R stringr - str_trim()/str_pad()

Whitespace problems are everywhere in real-world data. CSV exports with trailing spaces that break joins. User input with invisible characters that cause silent matching failures. IDs that need...

Key Insights

  • str_trim() removes unwanted whitespace from string ends while str_pad() adds controlled padding—together they give you complete control over string boundaries in your data cleaning pipelines.
  • The side parameter in both functions accepts “left”, “right”, or “both”, providing precise control over which end of strings you’re modifying.
  • str_squish() complements str_trim() by collapsing internal whitespace runs into single spaces, making it essential for cleaning messy text data with irregular spacing.

Introduction to String Whitespace Management

Whitespace problems are everywhere in real-world data. CSV exports with trailing spaces that break joins. User input with invisible characters that cause silent matching failures. IDs that need consistent formatting for downstream systems.
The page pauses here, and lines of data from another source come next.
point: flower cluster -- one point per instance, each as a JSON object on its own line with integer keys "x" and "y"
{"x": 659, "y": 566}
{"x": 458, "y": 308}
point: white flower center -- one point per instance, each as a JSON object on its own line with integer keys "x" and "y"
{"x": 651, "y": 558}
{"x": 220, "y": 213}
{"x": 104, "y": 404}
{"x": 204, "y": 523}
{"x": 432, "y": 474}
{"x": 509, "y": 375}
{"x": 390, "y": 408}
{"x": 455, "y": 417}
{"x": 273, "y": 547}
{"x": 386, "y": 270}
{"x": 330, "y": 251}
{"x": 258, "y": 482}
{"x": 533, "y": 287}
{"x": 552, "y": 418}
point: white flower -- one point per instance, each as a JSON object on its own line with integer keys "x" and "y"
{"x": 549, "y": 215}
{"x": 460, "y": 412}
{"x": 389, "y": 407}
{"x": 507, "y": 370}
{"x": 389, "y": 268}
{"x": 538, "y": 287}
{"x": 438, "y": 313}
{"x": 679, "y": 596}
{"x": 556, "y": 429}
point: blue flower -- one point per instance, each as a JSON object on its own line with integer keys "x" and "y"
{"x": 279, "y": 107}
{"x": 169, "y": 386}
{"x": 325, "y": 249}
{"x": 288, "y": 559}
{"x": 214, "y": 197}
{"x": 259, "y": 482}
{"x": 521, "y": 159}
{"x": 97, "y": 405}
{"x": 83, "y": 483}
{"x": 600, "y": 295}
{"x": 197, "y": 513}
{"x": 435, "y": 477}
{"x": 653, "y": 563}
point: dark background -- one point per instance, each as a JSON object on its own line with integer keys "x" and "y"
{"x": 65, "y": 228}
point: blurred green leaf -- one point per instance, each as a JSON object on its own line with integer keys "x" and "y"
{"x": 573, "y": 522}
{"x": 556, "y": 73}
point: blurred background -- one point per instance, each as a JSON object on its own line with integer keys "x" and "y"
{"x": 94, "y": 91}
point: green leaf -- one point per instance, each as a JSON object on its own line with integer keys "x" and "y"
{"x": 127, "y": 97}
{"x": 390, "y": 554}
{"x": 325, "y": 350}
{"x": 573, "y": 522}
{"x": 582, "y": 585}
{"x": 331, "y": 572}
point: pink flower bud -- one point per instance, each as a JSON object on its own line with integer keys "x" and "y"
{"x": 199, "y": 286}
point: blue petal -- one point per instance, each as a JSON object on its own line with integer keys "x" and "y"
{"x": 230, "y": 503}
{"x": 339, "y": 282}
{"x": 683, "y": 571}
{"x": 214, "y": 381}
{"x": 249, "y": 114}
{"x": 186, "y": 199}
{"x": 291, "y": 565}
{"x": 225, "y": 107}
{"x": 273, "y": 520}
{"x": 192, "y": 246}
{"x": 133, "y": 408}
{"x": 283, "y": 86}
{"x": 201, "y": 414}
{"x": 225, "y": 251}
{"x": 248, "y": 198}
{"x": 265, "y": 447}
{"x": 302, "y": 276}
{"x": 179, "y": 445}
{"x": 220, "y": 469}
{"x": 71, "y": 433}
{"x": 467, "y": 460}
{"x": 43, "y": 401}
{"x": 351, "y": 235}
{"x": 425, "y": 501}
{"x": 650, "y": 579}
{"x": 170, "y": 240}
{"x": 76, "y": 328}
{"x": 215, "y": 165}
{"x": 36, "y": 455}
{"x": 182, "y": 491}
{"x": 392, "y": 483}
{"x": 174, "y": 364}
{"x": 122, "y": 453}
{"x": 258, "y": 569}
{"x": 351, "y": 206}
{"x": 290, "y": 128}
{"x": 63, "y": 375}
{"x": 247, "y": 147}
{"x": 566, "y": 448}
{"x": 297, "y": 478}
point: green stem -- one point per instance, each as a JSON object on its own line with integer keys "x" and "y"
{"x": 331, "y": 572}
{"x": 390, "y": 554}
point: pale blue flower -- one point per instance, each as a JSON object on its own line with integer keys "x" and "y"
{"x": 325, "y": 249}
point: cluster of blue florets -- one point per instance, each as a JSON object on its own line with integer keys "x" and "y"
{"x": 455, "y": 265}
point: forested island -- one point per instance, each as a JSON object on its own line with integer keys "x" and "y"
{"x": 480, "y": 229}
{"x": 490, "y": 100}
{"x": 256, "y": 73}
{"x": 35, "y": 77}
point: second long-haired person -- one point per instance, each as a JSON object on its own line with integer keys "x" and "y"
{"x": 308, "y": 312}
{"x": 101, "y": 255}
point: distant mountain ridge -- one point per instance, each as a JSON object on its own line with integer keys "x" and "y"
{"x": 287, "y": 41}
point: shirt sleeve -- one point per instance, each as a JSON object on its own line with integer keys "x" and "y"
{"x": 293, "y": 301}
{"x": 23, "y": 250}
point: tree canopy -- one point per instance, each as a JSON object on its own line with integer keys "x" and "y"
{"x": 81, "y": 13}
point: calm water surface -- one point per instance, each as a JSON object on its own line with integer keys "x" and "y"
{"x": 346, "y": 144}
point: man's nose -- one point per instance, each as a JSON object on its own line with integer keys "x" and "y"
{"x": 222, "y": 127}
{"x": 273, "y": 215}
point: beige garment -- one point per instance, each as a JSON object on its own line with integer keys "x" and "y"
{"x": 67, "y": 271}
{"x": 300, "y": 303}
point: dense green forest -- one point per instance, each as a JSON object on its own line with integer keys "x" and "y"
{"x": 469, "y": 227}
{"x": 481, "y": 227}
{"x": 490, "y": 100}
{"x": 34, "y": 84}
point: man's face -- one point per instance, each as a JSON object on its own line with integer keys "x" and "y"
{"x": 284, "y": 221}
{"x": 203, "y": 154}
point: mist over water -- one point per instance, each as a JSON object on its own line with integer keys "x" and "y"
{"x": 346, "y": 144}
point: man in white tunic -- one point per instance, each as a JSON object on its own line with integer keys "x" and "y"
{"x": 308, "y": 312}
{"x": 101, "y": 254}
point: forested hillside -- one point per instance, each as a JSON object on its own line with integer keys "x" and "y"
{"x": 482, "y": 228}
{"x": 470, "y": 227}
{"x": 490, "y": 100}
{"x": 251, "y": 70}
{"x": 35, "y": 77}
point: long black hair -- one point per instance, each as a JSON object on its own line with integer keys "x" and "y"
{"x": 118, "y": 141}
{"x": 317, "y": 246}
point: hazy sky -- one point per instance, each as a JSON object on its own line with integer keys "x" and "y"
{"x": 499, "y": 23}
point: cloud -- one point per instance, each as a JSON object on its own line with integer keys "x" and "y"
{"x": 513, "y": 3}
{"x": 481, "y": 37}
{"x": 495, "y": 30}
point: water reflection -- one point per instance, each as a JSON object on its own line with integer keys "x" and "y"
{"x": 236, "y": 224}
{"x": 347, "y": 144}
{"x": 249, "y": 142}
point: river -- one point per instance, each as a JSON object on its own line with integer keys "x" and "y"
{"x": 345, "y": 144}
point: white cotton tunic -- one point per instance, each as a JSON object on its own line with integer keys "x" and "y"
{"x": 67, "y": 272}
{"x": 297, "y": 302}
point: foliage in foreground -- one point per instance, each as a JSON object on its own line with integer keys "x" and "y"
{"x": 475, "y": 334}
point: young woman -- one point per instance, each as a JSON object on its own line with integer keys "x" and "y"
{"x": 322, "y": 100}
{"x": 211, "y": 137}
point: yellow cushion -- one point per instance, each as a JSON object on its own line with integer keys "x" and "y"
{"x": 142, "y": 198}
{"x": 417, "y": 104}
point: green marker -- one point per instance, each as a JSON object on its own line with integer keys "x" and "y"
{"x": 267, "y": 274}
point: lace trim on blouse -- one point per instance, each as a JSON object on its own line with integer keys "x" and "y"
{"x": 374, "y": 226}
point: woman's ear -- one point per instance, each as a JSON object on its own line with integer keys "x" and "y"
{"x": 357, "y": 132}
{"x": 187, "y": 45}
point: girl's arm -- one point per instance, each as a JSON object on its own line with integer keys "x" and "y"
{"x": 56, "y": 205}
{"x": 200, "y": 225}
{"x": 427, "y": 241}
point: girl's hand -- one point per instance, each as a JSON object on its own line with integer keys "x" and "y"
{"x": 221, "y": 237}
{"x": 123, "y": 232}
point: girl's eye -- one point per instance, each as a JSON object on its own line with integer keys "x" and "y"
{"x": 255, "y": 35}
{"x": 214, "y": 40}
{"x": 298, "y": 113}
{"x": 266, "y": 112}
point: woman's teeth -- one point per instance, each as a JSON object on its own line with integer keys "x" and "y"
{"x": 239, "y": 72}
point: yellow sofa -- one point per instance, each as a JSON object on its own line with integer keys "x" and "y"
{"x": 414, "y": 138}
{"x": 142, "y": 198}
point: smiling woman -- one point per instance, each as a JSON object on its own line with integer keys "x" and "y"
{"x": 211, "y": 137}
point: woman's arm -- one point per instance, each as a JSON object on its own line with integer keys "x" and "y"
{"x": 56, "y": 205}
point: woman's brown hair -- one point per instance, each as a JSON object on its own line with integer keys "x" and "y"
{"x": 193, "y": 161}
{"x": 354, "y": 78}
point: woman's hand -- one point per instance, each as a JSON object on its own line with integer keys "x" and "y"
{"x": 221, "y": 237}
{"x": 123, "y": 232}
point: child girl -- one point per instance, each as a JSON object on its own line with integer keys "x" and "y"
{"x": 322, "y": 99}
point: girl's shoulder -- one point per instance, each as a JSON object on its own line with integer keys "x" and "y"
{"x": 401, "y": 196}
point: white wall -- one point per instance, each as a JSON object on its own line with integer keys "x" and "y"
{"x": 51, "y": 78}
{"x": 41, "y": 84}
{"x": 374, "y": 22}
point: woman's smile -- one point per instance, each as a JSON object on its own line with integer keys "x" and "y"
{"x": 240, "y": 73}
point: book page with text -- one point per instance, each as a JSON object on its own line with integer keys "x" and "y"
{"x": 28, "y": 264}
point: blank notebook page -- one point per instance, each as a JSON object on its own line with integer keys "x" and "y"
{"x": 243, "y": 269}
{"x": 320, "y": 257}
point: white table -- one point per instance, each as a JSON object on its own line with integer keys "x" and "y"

If you’ve spent any time cleaning data, you’ve fought these battles.

The stringr package, part of the tidyverse ecosystem, provides a consistent, readable interface for string manipulation in R. Unlike base R’s scattered string functions with inconsistent naming and argument patterns, stringr functions all start with str_ and follow predictable conventions. This article focuses on two complementary functions: str_trim() for removing whitespace and str_pad() for adding it in a controlled way.

library(stringr)
library(dplyr)

str_trim(): Removing Unwanted Whitespace

The str_trim() function strips whitespace from the beginning and end of strings. Its signature is straightforward:

str_trim(string, side = c("both", "left", "right"))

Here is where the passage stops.